Even on the field of love, Romano lacks solemnity. In the sequence in which he begins to woo Anna, he tells a hilarious cock-and-bull story about his life. Anna asks him how he injured his leg. "Have you heard of Vesuvius?" he asks her. She has indeed heard of the volcano and knows it erupted several centuries before, so Romano changes his story to "My ancestors were from Pompeii."

Romano may be flippant, but he is not without charm, which Mastroianni's warm voice, Latin gestures and aging face bring out. Who can resist a man who is willing to wade in a medicinal mud bath to retrieve a lady's hat--while dressed in white tie? Not Anna (Elena Sofovna), nor even her dog Sabatchka (the word has deep metaphysical meaning--little dog--and becomes a silly symbol of the relationship between Anna and Romano).
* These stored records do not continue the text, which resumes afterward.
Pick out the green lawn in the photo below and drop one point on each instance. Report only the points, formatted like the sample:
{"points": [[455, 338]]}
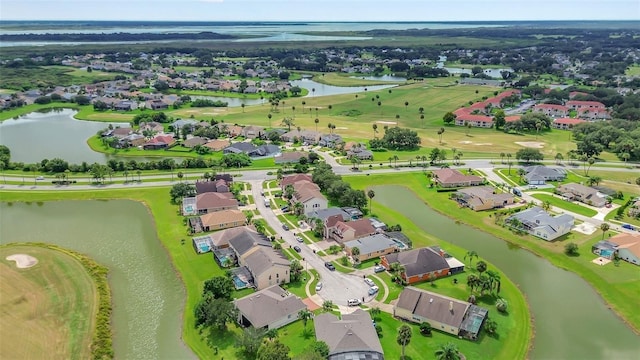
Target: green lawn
{"points": [[566, 205]]}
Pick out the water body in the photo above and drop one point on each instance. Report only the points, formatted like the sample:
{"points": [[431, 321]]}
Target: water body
{"points": [[571, 320], [148, 297]]}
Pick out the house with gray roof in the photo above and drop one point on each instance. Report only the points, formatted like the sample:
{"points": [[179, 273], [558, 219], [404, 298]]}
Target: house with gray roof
{"points": [[539, 175], [420, 264], [324, 214], [444, 313], [269, 308], [352, 337], [371, 247], [539, 223]]}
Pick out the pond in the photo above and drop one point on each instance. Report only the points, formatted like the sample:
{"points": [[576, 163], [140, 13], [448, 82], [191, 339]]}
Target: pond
{"points": [[148, 297], [571, 320], [55, 134], [318, 89]]}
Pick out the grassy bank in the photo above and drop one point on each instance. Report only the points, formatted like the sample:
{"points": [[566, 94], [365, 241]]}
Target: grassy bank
{"points": [[71, 296], [619, 291]]}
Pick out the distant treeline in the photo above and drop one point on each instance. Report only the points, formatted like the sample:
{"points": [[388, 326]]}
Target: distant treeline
{"points": [[205, 35]]}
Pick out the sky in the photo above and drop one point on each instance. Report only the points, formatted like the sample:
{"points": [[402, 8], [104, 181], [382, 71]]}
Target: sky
{"points": [[320, 10]]}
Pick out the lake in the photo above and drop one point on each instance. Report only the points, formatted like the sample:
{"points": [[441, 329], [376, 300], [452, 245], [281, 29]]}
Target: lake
{"points": [[571, 320], [148, 297]]}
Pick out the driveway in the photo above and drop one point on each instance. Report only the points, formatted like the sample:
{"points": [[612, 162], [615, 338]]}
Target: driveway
{"points": [[337, 287]]}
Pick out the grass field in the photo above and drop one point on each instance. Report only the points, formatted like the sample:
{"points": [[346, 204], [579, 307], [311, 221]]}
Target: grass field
{"points": [[566, 205], [48, 310]]}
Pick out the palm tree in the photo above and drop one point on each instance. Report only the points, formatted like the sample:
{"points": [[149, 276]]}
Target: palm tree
{"points": [[448, 351], [370, 194], [604, 227], [481, 266], [327, 305], [304, 315], [471, 254], [288, 122], [404, 337]]}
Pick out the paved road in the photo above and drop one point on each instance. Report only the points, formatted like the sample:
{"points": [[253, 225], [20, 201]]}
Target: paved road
{"points": [[338, 287]]}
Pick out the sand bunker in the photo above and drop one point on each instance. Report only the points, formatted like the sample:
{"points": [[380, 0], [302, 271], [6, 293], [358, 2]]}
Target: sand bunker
{"points": [[531, 144], [23, 261], [585, 228]]}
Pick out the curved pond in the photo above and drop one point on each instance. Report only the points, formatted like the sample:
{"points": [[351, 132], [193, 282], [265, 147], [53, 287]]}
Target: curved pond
{"points": [[571, 320], [318, 89], [147, 294]]}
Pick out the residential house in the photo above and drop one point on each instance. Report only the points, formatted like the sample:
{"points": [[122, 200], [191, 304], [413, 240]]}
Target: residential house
{"points": [[324, 214], [266, 265], [342, 232], [305, 136], [539, 223], [194, 141], [539, 175], [371, 247], [482, 198], [270, 308], [309, 195], [444, 313], [208, 202], [551, 110], [159, 142], [350, 337], [576, 104], [218, 220], [453, 178], [330, 140], [566, 123], [584, 194], [289, 157], [219, 185], [217, 144], [252, 132], [420, 264]]}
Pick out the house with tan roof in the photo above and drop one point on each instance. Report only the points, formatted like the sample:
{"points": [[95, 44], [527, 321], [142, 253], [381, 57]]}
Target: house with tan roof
{"points": [[482, 198], [217, 221], [342, 232], [208, 202], [584, 194], [453, 178], [350, 337], [422, 264], [444, 313], [269, 308]]}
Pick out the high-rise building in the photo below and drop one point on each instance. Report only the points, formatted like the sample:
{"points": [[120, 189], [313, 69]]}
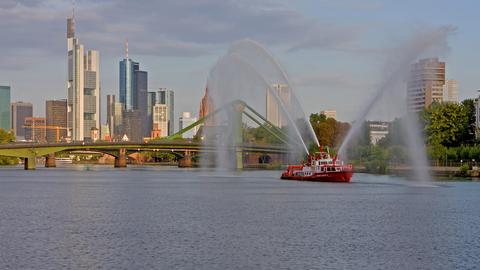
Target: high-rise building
{"points": [[166, 96], [134, 90], [425, 84], [477, 116], [186, 120], [132, 125], [141, 87], [35, 129], [56, 120], [118, 122], [377, 130], [111, 115], [5, 107], [20, 111], [83, 83], [128, 67], [450, 91], [330, 114], [160, 120], [105, 133], [278, 96]]}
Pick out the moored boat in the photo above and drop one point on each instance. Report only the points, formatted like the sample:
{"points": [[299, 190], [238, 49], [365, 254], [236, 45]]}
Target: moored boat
{"points": [[320, 167]]}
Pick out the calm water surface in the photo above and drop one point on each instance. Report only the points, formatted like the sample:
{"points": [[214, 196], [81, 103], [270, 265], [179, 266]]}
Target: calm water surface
{"points": [[167, 218]]}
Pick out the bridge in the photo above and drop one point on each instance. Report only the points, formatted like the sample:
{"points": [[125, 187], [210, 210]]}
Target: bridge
{"points": [[184, 149], [120, 150]]}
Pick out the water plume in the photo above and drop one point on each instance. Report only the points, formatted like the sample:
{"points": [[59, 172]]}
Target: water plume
{"points": [[247, 72], [396, 70]]}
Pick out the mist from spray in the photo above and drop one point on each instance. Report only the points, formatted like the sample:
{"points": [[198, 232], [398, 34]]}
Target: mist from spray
{"points": [[247, 72], [397, 68]]}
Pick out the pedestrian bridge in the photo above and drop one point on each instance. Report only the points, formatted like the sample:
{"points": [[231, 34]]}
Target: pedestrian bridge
{"points": [[184, 149]]}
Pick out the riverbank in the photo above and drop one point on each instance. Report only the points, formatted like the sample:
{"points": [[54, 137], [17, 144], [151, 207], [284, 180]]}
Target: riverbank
{"points": [[435, 171]]}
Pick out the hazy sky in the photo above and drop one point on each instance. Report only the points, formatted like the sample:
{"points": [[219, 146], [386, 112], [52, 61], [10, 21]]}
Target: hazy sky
{"points": [[333, 50]]}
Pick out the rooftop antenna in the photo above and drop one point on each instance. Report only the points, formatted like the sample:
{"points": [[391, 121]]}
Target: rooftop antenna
{"points": [[126, 48], [73, 9]]}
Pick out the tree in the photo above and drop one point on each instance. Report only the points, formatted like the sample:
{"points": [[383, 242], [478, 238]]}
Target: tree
{"points": [[329, 132], [468, 135], [445, 124]]}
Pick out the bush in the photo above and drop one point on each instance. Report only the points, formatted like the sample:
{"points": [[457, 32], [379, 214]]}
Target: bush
{"points": [[464, 169]]}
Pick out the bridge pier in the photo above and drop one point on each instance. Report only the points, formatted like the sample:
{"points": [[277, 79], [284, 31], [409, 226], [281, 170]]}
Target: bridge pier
{"points": [[239, 158], [186, 161], [50, 161], [29, 163], [121, 159]]}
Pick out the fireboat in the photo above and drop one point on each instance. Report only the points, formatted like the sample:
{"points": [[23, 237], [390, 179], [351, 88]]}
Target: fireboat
{"points": [[320, 167]]}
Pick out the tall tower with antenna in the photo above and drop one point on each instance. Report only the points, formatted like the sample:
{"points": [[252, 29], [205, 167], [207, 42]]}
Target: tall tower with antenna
{"points": [[83, 86]]}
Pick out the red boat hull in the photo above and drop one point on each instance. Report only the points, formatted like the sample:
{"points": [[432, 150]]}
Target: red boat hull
{"points": [[341, 177]]}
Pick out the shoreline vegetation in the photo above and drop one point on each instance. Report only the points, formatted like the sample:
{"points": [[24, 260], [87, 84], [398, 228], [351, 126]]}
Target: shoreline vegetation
{"points": [[448, 128]]}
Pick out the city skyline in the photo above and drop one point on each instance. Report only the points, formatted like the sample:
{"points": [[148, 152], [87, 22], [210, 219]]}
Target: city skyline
{"points": [[341, 57]]}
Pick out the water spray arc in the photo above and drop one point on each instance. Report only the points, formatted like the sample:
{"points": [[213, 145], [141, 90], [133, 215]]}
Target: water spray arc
{"points": [[246, 73], [401, 59]]}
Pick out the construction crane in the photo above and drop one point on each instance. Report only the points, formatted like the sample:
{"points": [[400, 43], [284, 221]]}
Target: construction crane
{"points": [[56, 128]]}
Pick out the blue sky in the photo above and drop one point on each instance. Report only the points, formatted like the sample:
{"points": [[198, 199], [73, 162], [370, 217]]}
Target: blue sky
{"points": [[333, 50]]}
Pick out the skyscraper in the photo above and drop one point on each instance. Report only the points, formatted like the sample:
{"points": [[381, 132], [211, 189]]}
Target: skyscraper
{"points": [[83, 83], [141, 87], [5, 107], [425, 84], [20, 111], [160, 120], [56, 120], [277, 96], [111, 115], [35, 130], [128, 95], [132, 125], [151, 100], [134, 90], [166, 97], [186, 120]]}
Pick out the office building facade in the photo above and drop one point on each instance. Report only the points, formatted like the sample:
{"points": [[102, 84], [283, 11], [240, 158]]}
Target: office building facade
{"points": [[56, 120], [19, 111], [35, 129], [160, 120], [425, 84], [83, 84], [5, 118], [167, 97], [186, 120], [450, 91]]}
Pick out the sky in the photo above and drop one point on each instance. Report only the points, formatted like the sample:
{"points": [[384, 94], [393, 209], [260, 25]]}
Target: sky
{"points": [[334, 51]]}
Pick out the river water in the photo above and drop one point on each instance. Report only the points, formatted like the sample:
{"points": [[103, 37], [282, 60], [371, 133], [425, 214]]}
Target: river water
{"points": [[83, 217]]}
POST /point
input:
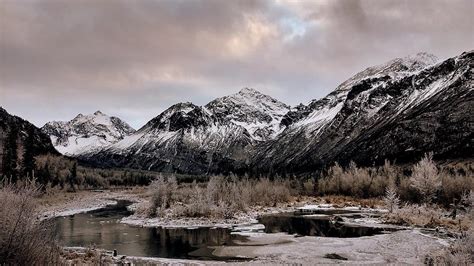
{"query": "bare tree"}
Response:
(391, 198)
(425, 178)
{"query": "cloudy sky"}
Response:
(133, 59)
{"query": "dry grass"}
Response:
(461, 252)
(427, 216)
(221, 197)
(24, 240)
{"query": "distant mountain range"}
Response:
(397, 111)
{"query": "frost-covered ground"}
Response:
(84, 202)
(408, 246)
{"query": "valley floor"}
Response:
(401, 247)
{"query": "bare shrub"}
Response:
(391, 198)
(24, 240)
(221, 197)
(461, 252)
(163, 194)
(357, 182)
(425, 178)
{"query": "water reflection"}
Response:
(103, 229)
(315, 225)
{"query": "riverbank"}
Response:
(65, 203)
(401, 247)
(408, 246)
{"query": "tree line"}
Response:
(15, 167)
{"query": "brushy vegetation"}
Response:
(425, 182)
(221, 197)
(24, 239)
(461, 252)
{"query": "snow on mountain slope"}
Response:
(312, 118)
(401, 110)
(396, 110)
(258, 113)
(191, 138)
(86, 133)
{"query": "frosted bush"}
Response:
(425, 178)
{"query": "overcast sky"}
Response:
(133, 59)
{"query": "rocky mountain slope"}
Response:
(187, 138)
(86, 133)
(41, 142)
(398, 111)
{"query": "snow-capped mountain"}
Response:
(398, 111)
(196, 139)
(258, 113)
(86, 133)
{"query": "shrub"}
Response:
(24, 240)
(221, 197)
(391, 198)
(461, 252)
(425, 178)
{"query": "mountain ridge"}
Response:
(252, 132)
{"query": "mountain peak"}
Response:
(85, 133)
(249, 91)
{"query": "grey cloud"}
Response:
(135, 58)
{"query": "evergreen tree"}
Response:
(28, 154)
(10, 155)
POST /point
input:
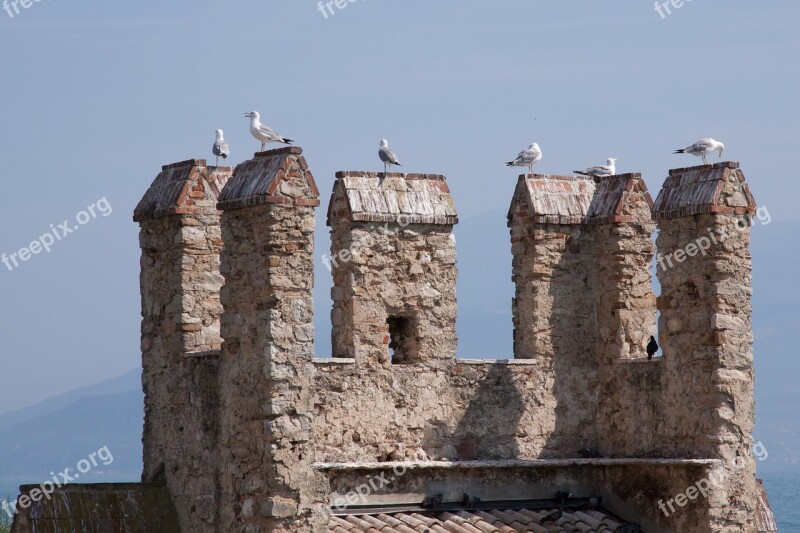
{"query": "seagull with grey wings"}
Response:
(527, 158)
(602, 171)
(220, 148)
(702, 148)
(262, 132)
(388, 156)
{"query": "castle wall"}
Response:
(242, 434)
(705, 272)
(394, 273)
(180, 280)
(266, 371)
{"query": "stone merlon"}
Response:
(182, 188)
(410, 198)
(718, 188)
(270, 178)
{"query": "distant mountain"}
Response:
(128, 382)
(61, 431)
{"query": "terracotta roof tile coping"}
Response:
(187, 163)
(413, 176)
(286, 150)
(514, 463)
(627, 175)
(724, 164)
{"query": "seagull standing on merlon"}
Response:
(388, 157)
(527, 158)
(601, 171)
(264, 133)
(702, 148)
(220, 148)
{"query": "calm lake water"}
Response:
(782, 482)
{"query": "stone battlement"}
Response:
(252, 433)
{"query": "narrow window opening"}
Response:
(656, 286)
(403, 342)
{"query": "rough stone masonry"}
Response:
(249, 432)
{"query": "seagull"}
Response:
(600, 171)
(652, 347)
(702, 148)
(264, 133)
(220, 148)
(527, 158)
(388, 156)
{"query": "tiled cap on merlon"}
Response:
(375, 197)
(544, 199)
(718, 188)
(273, 177)
(182, 188)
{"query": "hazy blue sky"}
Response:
(96, 96)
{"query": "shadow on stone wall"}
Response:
(490, 426)
(572, 363)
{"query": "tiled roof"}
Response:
(179, 186)
(578, 200)
(258, 180)
(765, 520)
(373, 197)
(471, 521)
(718, 188)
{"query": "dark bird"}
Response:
(589, 453)
(652, 347)
(433, 501)
(555, 516)
(562, 497)
(471, 501)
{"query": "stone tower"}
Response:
(393, 260)
(704, 266)
(581, 252)
(266, 368)
(180, 281)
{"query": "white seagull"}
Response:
(602, 171)
(220, 148)
(527, 158)
(264, 133)
(702, 148)
(388, 156)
Sofovna creates Anna as a somewhat batty, very neurotic woman repressed by her repulsive, narcissistic husband. It is hard to believe, with the background Mikhalkov gives her, that Romano is her first flirt with adultery, or the romantic notion that she learned to read Italian from songs. Still, Sofovna is so convincing, because of the odd twitches with which she endows her character, that the final plot twist is hardly surprising.

Dark Eyes has its problems, but just to see the scenery and the costumes is worth $5.50. It's a fun tour through an idealized age of extravagance that will leave you breathless and giddy.